Dans le cas où un HTN-E est évidemment présent, par exemple lorsqu’un tableau clinique et un ECG montrent une AMI, la voie habituelle de traitement est suivie. D’autre part, lorsqu’un diagnostic n’est pas simple chez un patient avec une PA très élevée, il existe 4 scénarios: (1) HTN-E traité correctement (comme une urgence); (2) HTN-U traité correctement; (3) HTN-U traité de manière incorrecte – comme s’il s’agissait d’une urgence; et (4) HTN-E traité de manière erronée — comme une urgence. La dernière est probablement pire que la troisième possibilité car le report d’un traitement antihypertenseur approprié en administrant un médicament peroral au lieu d’un médicament intraveineux permet la progression d’une urgence HTN et d’une aggravation de la TOD. Par exemple, chez les patients présentant une pression artérielle très élevée, une douleur thoracique et des modifications ECG non spécifiques, la surcharge de pression en cours produit une ischémie et augmente la taille de l’infarctus, tandis que le résultat d’un cTn positif est attendu pour diagnostiquer une élévation du segment non ST (NSTEMI). De plus, certains patients ont déjà perdu du temps avant leur premier contact médical et tout temps supplémentaire inutile sans traitement efficace serait trop important. Bien sûr, la douleur thoracique peut ne pas être le seul symptôme nécessitant du temps pour déterminer l’analyse nécessaire. Par exemple, il faut du temps pour vérifier s’il y a une aggravation aiguë de la fonction rénale en plus d’une PA très élevée, qui est un type de HTN-E. Encore plus difficile (et prend du temps) dans le contexte aigu est de suspecter et d’étudier si l’augmentation de la PA est due à un phéochromocytome non reconnu auparavant. Fait important, en attendant les résultats des analyses chez un patient avec une PA très élevée sans HTN-E clair, si un traitement peroral est appliqué, il existe un risque important d’aggravation clinique. La TA peut encore augmenter (en raison des symptômes et de la peur) avant même que ce traitement peroral ne commence son action antihypertensive.

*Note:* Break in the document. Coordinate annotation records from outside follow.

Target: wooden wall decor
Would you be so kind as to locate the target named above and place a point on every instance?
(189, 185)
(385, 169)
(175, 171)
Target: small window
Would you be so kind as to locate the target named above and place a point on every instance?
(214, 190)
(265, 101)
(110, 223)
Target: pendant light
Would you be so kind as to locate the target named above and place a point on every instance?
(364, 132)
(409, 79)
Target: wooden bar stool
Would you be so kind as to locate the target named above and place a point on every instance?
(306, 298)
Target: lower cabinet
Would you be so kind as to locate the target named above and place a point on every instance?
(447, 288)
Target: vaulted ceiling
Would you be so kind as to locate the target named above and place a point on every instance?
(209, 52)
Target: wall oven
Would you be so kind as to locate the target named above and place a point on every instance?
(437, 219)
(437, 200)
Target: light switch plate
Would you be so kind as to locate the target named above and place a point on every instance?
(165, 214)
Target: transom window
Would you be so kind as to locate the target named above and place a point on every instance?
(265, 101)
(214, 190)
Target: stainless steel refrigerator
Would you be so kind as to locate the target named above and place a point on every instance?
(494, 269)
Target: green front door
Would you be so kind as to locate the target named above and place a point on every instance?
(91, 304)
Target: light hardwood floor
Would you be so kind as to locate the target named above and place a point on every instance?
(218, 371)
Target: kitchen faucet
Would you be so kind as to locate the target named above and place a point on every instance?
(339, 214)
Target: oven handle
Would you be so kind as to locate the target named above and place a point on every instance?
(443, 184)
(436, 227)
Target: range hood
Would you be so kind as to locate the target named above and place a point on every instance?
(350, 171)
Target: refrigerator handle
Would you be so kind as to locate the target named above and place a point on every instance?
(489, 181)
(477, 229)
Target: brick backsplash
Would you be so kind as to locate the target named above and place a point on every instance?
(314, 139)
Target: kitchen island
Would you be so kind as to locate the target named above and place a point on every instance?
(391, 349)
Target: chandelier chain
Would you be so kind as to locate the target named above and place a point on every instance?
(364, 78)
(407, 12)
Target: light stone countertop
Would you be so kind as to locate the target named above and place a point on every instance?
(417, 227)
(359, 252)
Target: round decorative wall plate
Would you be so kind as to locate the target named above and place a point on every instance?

Enfin, la question la plus importante est: Si la plupart des analyses nécessaires pour différencier HTN-E et HTN-U peuvent être effectuées en quelques heures — les analyses supplémentaires et le temps supplémentaire sont-ils vraiment nécessaires pour que la majorité des patients hypertendus catégorisent leur état (et choisissent entre un traitement intraveineux ou peroral)? La réponse adéquate est que dans un HTN-E cliniquement non reconnu, tel que le NSTEMI ou l’AoD (lorsqu’il n’est pas évident sur un ECG ou un échocardiogramme), pendant que nous attendons les résultats du cTn et du CT pendant quelques heures, l’évolution clinique peut s’aggraver (à moins qu’un antihypertenseur parentéral ne soit administré et que la TA soit traitée efficacement et rapidement). Par conséquent, le problème de la thérapie potentiellement insuffisante pour la période nécessaire pour identifier correctement un HTN-E est important, car une PA très élevée peut continuer à endommager l’aorte ou le cœur, etc. La tomodensitométrie et la mesure de la troponine cardiaque prennent généralement (mais pas toujours et pas dans le monde entier) une heure (ou quelques heures), et cela peut être plus long dans certaines circonstances. Même si le temps d’effectuer et d’interpréter la tomodensitométrie n’est que d’une heure, devons-nous laisser notre patient avec un HTN-E (s’il n’est pas cliniquement reconnaissable) sans antihypertenseurs parentéraux pendant, par exemple, 60 min? Une heure du HTN-E continu n’est pas à négliger (et ce temps peut être prolongé à plusieurs heures dans certains établissements et pendant les week-ends). Par exemple, une heure sans i.v. le traitement est trop long pour qu’un patient avec une DoA suspectée mais non prouvée attende de subir une aortographie par tomodensitométrie.